Spirit of the Pack
NC State is located in the heart of Raleigh—the City of Oaks.
Juxtaposed with the endless expanses of red brick and the modern and classical lines of central campus are oak trees, many of which have been here for as long as the institution has existed. Rather than destroy the natural beauty as the university has expanded, efforts have been made whenever possible to incorporate the trees into the aesthetics of the campus.
Many years ago, the location that is now Wolf Village was a farm. During the designing of Wolf Village, three large, mature trees that were part of that farm were protected from construction. The trees became known as the “Oak Circle” and were qualified as Heritage Trees by NC State’s Heritage Tree Advisory Committee.
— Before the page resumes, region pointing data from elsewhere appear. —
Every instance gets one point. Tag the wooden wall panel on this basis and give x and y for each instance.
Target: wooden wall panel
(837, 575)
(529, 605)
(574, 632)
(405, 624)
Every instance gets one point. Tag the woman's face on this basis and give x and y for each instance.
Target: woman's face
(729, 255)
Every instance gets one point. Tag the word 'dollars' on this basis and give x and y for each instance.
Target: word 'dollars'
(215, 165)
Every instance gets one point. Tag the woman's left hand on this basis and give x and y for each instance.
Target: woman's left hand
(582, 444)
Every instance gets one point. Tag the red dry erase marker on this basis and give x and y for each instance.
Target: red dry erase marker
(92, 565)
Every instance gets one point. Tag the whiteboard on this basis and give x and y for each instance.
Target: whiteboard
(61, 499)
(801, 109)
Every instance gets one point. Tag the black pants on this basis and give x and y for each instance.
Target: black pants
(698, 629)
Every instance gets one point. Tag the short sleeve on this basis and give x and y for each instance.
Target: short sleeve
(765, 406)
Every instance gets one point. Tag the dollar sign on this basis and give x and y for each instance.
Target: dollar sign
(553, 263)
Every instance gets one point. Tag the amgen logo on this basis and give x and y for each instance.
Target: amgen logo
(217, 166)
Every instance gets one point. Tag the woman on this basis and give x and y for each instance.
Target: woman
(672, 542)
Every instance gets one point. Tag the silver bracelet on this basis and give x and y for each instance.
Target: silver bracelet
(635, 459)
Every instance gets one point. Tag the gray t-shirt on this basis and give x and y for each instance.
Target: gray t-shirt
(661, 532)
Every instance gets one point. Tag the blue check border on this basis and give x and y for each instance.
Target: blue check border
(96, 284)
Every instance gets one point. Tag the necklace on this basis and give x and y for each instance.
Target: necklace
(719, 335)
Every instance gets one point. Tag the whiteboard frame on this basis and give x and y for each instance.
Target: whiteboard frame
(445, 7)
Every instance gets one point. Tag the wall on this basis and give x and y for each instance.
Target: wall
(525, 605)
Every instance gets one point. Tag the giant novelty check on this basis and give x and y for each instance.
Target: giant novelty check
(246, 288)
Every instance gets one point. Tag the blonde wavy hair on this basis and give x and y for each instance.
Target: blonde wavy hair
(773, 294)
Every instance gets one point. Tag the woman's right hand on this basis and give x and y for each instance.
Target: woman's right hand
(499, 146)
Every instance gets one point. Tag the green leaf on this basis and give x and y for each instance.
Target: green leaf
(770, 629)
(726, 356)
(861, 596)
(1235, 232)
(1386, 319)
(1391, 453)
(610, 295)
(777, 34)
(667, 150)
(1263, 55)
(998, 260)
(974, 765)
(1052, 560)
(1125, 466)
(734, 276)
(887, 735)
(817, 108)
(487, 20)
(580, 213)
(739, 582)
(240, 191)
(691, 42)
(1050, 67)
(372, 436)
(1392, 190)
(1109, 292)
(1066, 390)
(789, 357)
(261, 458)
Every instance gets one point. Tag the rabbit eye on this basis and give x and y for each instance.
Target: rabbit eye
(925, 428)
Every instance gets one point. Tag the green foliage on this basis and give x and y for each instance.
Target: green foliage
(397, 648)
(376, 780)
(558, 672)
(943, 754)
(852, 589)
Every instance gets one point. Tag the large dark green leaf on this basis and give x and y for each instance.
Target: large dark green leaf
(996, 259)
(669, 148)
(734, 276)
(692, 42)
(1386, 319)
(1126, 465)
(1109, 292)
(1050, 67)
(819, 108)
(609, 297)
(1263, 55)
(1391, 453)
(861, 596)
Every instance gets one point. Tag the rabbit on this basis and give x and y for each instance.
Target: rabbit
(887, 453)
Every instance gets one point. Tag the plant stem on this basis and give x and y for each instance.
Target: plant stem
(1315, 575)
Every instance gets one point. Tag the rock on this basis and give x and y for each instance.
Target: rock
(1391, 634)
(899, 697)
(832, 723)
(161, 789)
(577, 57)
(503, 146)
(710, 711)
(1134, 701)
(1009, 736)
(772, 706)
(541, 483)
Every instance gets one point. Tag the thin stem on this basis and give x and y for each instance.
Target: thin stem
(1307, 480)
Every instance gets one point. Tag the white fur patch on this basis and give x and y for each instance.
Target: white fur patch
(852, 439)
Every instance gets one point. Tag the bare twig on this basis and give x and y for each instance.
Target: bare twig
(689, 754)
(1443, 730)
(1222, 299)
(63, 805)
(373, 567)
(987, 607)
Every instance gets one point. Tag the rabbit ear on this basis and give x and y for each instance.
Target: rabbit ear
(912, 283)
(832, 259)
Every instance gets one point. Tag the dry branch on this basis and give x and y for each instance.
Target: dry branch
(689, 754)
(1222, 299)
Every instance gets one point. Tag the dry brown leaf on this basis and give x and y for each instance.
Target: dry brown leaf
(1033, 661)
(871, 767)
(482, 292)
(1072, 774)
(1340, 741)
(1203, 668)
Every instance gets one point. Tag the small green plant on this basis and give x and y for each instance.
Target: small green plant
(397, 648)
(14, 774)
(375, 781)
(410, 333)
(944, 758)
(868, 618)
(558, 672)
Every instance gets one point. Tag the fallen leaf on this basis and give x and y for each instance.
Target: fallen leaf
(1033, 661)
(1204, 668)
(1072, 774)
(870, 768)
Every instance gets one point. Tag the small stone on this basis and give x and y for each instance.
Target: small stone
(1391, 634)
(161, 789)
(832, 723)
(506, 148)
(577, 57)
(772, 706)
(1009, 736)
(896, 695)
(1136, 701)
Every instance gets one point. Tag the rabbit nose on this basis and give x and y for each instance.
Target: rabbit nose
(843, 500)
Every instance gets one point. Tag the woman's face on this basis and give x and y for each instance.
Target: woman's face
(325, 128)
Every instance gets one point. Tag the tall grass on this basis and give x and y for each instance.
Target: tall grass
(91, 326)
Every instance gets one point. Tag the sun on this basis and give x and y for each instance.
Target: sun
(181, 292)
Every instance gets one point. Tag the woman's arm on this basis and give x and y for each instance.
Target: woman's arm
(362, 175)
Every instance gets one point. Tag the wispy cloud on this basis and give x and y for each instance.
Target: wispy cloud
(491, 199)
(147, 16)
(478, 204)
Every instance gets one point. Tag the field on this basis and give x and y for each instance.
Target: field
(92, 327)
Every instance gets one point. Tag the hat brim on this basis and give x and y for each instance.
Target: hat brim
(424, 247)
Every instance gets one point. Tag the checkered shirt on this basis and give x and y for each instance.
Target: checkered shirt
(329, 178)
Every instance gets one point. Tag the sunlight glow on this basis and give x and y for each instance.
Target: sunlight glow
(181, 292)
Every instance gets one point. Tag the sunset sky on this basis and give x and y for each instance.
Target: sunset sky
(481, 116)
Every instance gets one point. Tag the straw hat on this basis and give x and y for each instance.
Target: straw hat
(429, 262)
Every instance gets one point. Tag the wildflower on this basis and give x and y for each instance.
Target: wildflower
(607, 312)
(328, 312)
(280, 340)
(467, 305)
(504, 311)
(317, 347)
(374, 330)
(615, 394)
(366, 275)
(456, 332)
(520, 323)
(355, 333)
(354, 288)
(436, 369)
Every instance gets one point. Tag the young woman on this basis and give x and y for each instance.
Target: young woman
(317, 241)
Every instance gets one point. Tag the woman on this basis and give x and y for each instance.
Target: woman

The committee, appointed by Kevin MacNaughton (Associate Vice Chancellor for Facilities), is charged with identifying and protecting landmark trees that have developed historical or aesthetic value because of age, rarity, or association with an important event or person, or memorial significance to the university.
In 2015, it was determined that one of the Oak Circle trees was affected by root disease and would have to be removed for health and safety precautions. As the tree was considered a Heritage Tree, the university sought to honor it in some way. After the oak was uprooted, University Housing engaged local chainsaw artist Jerry Reid to find a meaningful manner of repurposing the wood.
Over the course of four days in late April 2016, Reid, in conjunction with Randy Boni, an artist from Pennsylvania, transformed the wood into four sculptural wolves standing on an outcropping of rocks, using a variety of chainsaws. To provide more depth to the wolves, portions were skillfully burned to result in a texture that mimics a wolf’s coat. Eyes were created using glass. The wolves were formed from the trunk of the tree and from a large piece of limb.
The piece has been entitled Spirit of the Wolfpack and will eventually rest in the lobby of Gray Hall. The current piece of artwork in Gray Hall, a wolf designed by Jim Gallucci of Greensboro as part of the Red Wolf Ramble project in 2001-02, will be moved across the courtyard to the lobby of Red Hall.